Bloopers are great! They are easy fodder for star wars nerds. Need to get a conversation going with a socially awkward star wars nerd? Ask them about the bloopers. Even saying the word blooper over and over again is a fun thing to do! Blooper blooper blooper!

Anyway.

Bible Bloopers

It might be disconcerting for some but the truth of the matter is... there are bloopers in Mark's gospel too. There's one right in the opening section. When the author boldly quotes from the Old Testament and says:

"As it is written in Isaiah the Prophet..." (Mark 1:2)

But then he quotes from the book of Malachi before finally finishing with Isaiah.

Oops!

Malachi doesn't get a mention at all. Mark simply writes as if Isaiah wrote the whole thing. Some ancient manuscripts have the wording differently so that it says "as it says in the prophets" which is what the KJV went with. But the oldest and most reliable manuscripts just say Isaiah.

For some reason Mark does not reference Malachi. Some say it's because he was using the name Isaiah as a catch-all term for the whole scroll of prophets, since Isaiah is the first prophet in the Hebrew Bible. I guess similar to why we call the book of Genesis 'Genesis' just because it's the first word of the book.

Or perhaps because he was in a hurry and trying to keep things brief he only felt the need to mention the most prominent prophet. But that wouldn't make sense as to why he then puts the Malachi quote first.

And I don't really think there's any chance the author didn't know that it was a quote from a different prophet. He knew his bible. So there must be a reason for the omission, but we just don't know what it is. Isn't that frustrating?!

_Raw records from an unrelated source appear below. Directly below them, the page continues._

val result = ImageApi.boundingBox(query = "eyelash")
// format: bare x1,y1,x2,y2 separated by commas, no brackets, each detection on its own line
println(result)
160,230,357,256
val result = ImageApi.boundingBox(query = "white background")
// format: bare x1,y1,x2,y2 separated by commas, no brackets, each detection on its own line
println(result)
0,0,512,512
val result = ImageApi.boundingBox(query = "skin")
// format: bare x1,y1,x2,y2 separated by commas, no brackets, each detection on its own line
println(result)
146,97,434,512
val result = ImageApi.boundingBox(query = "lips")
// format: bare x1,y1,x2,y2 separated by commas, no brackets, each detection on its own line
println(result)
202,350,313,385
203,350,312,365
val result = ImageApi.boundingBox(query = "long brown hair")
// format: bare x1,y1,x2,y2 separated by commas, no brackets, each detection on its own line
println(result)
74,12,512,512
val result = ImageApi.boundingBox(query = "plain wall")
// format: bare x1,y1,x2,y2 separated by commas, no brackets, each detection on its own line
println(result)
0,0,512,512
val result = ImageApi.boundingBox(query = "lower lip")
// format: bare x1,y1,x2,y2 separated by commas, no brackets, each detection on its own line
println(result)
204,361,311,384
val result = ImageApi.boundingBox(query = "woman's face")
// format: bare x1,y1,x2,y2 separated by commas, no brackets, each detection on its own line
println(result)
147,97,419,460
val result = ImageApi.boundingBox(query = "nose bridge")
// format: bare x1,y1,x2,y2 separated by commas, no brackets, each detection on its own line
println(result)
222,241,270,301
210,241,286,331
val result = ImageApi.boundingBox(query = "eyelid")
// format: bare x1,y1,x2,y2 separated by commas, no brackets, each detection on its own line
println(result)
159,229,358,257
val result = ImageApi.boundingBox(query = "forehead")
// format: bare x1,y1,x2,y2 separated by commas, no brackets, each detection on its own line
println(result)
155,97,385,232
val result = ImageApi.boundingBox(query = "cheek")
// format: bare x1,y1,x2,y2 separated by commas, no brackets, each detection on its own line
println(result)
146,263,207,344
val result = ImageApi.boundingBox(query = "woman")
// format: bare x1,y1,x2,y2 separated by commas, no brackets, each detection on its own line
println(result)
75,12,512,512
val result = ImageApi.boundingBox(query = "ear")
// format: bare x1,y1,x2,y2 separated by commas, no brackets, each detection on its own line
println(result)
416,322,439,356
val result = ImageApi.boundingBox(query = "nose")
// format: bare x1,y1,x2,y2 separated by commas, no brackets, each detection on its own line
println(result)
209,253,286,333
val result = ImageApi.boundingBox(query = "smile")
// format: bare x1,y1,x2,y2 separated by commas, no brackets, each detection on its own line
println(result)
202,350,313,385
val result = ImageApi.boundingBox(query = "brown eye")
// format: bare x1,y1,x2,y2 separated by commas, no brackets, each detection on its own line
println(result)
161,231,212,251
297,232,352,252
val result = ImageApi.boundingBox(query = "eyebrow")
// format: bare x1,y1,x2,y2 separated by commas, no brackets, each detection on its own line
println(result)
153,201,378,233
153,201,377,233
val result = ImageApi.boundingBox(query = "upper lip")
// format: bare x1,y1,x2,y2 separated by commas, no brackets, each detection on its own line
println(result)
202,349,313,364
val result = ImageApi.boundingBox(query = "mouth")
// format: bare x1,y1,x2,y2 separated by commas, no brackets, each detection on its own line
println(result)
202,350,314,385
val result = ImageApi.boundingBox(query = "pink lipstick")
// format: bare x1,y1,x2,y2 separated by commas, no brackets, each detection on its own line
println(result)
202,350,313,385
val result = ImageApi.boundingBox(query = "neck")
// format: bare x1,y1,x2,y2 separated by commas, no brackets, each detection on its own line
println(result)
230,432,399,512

I am so glad that this blooper is in the first few verses of Mark's gospel. I love the way it changes how you read the text. Once you've seen it, you can't unsee it.

Why it's a good thing

The big benefit is this: it has the effect of distracting you from the story. 

It bursts the bubble. 

Breaks the fourth wall. 

Crosses the Proscenium Arch. 

It forces you to acknowledge the mechanism of the story. In Star Wars, as soon as you see that Stormtrooper hitting his noggin on the doorway, your brain is forced to acknowledge that this man is just an actor and that 'blast door' is just a stage prop. You might have been lost in the story before, but now you are confronted with the truth of the fact that it is just a film.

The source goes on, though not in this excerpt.